Louise rencontrera le peuple canaque pendant sa déportation
en Nouvelle Calédonie. Très investie dans la pédagogie, elle fera la classe à
des enfants et des adultes canaques
après la fin de ses années de bagne.
Louise publiera aussi les « Légendes et Chansons de gestes canaques » ; elle apprendra la langue kanak.
Pendant la Révolution, Olympe a laissé de nombreux écrits en
faveurs de l'abolition de l'esclavage et l'égalité des droits noirs-blancs
particulièrement les droits des enfants mulâtres (enfants naturels nés de la
relation illégitime d'une mère esclave et d'un blanc). Clin d'oeil à sa propre
histoire ?
En post-face de la « Déclaration des droits de la femme et de la citoyenne », elle rappelle la question des Noirs – autres exclus de la condition humaine – en raison du sort injuste qu'ils subissent, en raison des troubles graves causées par les révoltes qui se multiplient alors dans les îles.
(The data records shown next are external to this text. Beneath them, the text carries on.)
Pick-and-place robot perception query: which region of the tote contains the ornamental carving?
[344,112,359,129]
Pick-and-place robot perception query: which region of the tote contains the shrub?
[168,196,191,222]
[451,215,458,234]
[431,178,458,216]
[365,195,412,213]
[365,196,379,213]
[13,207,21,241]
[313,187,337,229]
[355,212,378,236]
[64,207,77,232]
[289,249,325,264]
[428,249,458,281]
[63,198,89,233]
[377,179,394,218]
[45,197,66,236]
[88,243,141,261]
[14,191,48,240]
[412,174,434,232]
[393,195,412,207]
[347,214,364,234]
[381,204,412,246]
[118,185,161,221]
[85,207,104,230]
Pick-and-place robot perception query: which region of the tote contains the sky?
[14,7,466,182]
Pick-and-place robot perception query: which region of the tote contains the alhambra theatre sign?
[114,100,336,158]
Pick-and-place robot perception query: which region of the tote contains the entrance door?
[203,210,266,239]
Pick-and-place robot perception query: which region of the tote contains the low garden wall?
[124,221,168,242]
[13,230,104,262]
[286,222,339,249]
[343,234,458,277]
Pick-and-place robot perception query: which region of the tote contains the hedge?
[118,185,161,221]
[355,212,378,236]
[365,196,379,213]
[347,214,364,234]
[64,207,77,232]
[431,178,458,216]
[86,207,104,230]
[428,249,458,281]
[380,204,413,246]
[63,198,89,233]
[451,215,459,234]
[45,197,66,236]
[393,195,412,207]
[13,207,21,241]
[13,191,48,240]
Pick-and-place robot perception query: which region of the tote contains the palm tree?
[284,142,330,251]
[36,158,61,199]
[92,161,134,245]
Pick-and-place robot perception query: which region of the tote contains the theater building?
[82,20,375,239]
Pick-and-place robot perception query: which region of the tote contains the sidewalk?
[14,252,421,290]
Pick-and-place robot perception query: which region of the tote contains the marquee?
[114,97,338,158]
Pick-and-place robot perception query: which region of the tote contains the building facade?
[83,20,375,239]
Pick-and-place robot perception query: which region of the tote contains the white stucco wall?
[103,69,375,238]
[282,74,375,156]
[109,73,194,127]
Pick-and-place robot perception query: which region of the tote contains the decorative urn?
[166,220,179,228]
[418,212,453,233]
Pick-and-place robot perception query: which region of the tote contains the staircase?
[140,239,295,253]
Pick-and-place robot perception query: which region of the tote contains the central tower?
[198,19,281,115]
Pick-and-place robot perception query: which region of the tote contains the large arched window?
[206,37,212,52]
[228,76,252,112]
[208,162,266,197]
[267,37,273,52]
Leur dénominateur commun et principal, elles sont rebelles :
• Louise refusera
de prêter serment à Napoléon III, démarche obligatoire pour être instutrice.
Elle ouvrira toute sa vie des écoles
alternatives, fidèles aux idées républicaines, avec des méthodes pédagogiques
modernes, basées sur l'expérience et la créativité.
• Elle combattra
avec l'habit de la garde nationale, au premier rang pour défendre Paris pendant
la Commune. Arrêtée lors de la défaite, elle déclare à ses juges :
« Ce que je réclame de vous, c'est le poteau de Satory où, déjà, il faut me retrancher de la société. On vous dit de le faire. Et bien on a raison.. Puisqu'il semble que tout cœur qui bat pour la liberté n'a droit aujourd'hui qu'à un peu de plomb, j'en réclame ma part, moi ! »
•
Au pied de la
guillotine, Olympe s'écriera : « Enfants de la Patrie, vous
vengerez ma mort. »
Dans l'article 10 de la Déclaration des droits de la femme et de la citoyenne, elle affirme : « La femme a le droit de monter sur l'échafaud. Elle doit avoir celui de monter à la tribune. » Elle sera décapitée le 3 novembre 1793.
Au XXIème siècle, elles sont toujours là ; leur message a gardé toute son actualité ; il a été même précurseur dans nos sociétés. Ces prochains mois vont vous permettre de mieux connaître cette courte période que fut la Commune pendant laquelle des idées neuves furent mises en pratique. Elles aussi sont toujours neuves ; elles sont pour beaucoup en danger dans certains pays quand elles n'ont jamais pu même seulement être envisagées dans d'autres. Si Olympe et Louise étaient encore parmi nous, elles seraient devant, ensemble !!!!!!
Enfin, je m'endormais. Une heure passa, le réveil sonnait !!!!!!